Normally, I really like Klassen's work. Her stories are typically very solid and engaging. But this one was missing that spark, that something special that really drew me in to the story. Maybe it was because this was her first story that was told primarily from the man's point of view. Maybe it was because Julia was simply not a very likeable character. There were many other secondary characters that were more likeable and deserved greater development.

The first half of the book was pretty slow to start and I often found it dragging. The plot picked up in the second half as the story developed further. It still wasn't enough to salvage the book for me. Overall, it was just an okay read. As much as I enjoy Julie Klassen's work, I just can't recommend this particular book. If you are new to her work, start with her earlier ones before diving into this one.

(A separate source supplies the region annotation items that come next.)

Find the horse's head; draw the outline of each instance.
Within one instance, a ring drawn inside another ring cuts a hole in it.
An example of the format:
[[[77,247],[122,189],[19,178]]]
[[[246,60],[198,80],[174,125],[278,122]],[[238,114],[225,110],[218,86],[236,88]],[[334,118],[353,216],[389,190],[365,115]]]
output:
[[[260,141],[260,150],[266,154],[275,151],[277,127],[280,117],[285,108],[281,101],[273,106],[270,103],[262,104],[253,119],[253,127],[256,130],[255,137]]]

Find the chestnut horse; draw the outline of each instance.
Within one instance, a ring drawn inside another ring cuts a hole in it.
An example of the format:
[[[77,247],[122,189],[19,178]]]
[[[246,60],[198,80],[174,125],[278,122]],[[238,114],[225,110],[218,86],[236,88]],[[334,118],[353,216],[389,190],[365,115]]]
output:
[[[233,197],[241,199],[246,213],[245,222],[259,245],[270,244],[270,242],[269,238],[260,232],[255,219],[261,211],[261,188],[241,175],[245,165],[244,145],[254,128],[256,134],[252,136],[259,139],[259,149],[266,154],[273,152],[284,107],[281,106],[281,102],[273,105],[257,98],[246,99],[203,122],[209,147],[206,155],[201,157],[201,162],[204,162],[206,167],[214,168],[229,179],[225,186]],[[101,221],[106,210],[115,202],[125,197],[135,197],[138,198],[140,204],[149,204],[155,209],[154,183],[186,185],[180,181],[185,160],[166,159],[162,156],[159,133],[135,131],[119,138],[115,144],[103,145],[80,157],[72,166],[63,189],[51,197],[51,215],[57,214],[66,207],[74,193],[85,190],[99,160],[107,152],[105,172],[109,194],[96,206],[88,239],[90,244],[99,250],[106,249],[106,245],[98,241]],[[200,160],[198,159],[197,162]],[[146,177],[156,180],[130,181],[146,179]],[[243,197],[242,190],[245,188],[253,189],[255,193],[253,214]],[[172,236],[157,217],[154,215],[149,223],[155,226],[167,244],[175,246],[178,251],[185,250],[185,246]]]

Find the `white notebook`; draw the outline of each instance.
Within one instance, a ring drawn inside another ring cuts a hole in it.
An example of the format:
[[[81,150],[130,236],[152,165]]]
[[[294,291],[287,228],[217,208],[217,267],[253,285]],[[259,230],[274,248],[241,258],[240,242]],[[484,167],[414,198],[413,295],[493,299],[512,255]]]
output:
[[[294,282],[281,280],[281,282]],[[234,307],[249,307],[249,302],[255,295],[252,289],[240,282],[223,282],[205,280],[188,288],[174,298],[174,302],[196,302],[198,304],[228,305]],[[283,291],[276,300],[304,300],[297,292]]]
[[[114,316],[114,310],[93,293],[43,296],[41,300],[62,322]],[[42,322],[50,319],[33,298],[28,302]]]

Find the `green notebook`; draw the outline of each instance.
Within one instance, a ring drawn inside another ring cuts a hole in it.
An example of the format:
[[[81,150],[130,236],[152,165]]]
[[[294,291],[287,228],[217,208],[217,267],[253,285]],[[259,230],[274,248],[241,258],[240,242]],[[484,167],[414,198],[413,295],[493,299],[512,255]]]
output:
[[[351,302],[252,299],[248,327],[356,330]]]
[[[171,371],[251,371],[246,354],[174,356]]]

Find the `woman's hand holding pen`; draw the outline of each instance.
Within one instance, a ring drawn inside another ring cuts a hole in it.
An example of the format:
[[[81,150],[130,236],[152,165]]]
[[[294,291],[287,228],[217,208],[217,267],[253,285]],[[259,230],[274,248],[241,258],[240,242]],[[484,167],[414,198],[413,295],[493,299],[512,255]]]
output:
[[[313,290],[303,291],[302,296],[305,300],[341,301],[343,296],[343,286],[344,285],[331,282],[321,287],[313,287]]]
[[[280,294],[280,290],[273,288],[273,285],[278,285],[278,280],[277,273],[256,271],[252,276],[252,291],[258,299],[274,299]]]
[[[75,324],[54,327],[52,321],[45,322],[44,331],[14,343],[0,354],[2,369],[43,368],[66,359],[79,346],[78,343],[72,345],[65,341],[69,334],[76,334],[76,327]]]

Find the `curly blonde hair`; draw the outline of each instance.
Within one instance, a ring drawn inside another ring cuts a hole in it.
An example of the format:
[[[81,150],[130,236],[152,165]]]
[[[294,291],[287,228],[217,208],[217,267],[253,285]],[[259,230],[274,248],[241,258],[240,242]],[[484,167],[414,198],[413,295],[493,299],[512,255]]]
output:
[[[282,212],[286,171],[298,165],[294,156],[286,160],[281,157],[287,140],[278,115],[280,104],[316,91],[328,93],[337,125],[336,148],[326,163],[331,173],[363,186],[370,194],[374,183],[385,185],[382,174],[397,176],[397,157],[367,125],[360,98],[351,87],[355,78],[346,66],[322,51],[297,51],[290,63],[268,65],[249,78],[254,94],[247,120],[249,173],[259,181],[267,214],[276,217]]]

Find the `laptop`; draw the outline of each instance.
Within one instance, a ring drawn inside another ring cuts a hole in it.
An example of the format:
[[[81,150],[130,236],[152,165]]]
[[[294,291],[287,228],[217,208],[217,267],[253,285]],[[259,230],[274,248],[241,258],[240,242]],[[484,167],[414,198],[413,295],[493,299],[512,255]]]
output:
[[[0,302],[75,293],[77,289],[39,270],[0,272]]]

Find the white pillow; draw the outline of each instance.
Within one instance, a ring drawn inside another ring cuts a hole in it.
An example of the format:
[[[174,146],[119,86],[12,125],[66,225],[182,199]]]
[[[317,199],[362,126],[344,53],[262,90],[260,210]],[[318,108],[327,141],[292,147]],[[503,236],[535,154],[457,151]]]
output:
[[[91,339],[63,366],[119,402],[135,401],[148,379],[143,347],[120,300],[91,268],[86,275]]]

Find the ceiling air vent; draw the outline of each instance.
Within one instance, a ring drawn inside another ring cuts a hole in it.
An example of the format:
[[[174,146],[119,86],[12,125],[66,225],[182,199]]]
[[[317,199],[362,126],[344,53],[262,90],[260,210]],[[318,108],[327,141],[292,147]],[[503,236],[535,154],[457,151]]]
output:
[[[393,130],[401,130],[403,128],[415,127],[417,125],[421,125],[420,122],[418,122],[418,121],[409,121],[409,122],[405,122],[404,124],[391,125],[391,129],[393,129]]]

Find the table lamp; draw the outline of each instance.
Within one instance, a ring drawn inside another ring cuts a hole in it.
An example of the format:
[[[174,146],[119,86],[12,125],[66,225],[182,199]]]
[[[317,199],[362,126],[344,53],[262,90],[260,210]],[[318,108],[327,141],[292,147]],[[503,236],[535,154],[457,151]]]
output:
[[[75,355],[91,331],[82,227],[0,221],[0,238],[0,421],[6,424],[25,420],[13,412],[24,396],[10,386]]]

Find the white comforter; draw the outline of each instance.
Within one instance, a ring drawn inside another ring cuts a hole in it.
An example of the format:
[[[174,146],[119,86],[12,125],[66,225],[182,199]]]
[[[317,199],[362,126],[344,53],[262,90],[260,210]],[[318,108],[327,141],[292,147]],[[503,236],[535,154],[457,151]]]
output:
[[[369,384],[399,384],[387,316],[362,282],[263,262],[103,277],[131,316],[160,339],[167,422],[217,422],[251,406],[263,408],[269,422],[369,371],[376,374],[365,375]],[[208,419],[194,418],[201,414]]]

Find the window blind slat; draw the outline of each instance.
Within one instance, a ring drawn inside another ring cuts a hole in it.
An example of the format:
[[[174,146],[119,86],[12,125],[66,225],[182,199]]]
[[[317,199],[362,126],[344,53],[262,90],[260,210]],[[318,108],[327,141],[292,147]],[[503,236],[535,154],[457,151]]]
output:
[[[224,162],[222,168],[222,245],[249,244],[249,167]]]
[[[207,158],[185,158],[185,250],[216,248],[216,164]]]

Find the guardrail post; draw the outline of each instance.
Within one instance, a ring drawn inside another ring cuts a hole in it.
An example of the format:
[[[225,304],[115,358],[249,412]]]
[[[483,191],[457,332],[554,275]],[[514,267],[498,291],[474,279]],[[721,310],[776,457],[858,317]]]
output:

(I’ve received this complimentary book from Bethany House Publishers through the Book Blogger program in exchange for a review. A positive review was not required and the views expressed in my review are strictly my own.)

Monday, January 13, 2014

A Review: "The Question That Never Goes Away" by Philip Yancey

The sequel to Philip Yancey's best-selling book, "Where Is God When It Hurts", addresses the question of "why" in the midst of suffering. "The Question That Never Goes Away" takes the reader on a journey to three different parts of the world that were stunned by tragedies that befell them. In the span of one year, Yancey visits the scene of the devastating tsunami in Japan, Sarajevo, Bosnia where incredible ethnic cleansing ripped apart a region, and Newton, Connecticut where 26 adults and children were brutally murdered in their elementary school.

While never truly answering the question of "why", Yancey provides a framework for anyone undergoing suffering. He draws the reader back to the fact that no matter what painful circumstance we may be going through, God is with us. He reminds us that until eternity "...no answer to suffering will satisfy, even if we had the capacity to comprehend the answer" (p. 47). He brings balance to living in our present fallen world and remembering that perfection awaits us in heaven, our eternal home. Many of the stories he chooses to share in the light of these tragedies remind us that light does still shine in the midst of overwhelming darkness.

This book is a good read for anyone who is struggling with finding their way through pain or suffering. It may not hold the answers to "why", but it points us to the One who does know "why" and who suffers along with us.

(I’ve received this complimentary book through the BookLook program in exchange for a review. A positive review was not required and the views expressed in my review are strictly my own.)